Just as I started a campaign of virulent hatred against the pigeons of Nathan Philip Square, I saw these two having a moment in the setting sun.I hate doing or saying anything about this, and hate even more what this might say about our baser instincts, but hating on something as a collective act of solidarity often bring people closer together than anything else might.
I was on the crowded west bound platform of Bloor Station today, standing really close to a stock type of downtown westend -- black blazer, ironic cap, girl-jeans-worn-by-a-guy, the works -- as uncomfortably as I do when I have to stand that close to anyone, let alone a walking cliche of a human being. The train arrived, doors popped open; we rushed in and settled across from each other, which was when I caught a whif of library musk. I turned around, and saw an elderly man with a beret, reading, or rather liberally sniffing, a yellowing pocket-sized romance, his porous nose forcing its way into the binding.
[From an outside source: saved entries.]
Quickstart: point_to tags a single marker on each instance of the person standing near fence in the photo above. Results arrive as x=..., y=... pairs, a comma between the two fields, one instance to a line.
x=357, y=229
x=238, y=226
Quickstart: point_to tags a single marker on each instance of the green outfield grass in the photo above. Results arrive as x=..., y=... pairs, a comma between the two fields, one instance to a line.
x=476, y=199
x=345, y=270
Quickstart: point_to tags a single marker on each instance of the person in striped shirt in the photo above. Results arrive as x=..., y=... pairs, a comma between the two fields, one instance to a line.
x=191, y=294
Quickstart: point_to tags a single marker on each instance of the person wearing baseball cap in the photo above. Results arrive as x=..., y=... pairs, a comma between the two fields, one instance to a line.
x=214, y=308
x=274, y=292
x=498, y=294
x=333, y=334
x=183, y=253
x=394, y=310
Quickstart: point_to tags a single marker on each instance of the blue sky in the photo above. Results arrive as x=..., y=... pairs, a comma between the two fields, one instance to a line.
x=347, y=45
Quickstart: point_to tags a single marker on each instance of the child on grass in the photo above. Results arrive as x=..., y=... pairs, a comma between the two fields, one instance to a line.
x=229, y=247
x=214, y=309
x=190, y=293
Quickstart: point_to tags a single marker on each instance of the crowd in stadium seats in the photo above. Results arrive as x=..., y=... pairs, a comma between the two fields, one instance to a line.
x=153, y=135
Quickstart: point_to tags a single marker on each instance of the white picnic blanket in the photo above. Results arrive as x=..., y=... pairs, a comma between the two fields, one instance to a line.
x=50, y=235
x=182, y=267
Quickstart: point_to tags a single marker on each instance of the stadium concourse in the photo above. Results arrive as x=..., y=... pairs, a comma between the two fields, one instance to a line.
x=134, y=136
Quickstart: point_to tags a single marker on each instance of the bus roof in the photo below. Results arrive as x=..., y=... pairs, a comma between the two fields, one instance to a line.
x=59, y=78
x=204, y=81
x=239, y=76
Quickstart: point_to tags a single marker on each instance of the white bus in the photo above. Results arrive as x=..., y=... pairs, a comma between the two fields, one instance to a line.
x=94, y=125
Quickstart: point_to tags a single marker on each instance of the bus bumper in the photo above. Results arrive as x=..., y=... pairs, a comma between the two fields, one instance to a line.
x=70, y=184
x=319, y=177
Bizarre things seem to happen a lot around me, and in any case I'm often the only one who finds it funny. I jerked my head the other way, came face to face to a stern woman in her 50s, and played contortionist gymnastics with my facial muscles as I tried really hard to pretend that nothing was happening and I was not crazy. Then I noticed the westender with a smirk on his face, gazing through his aviators (pretty atrocious eh?) at the old man; then glancing in my direction, his faint suggestion of a smile broke into something altogether more tangible.
Thus is how we bonded for a moment, two people unlikely to have liked each other and to like each other in the future, accomplices in hatred and contempt; I was Thora Birch to his ScarJo. Meanwhile the old man sniffed on, unaware of his role in this meaningful moment.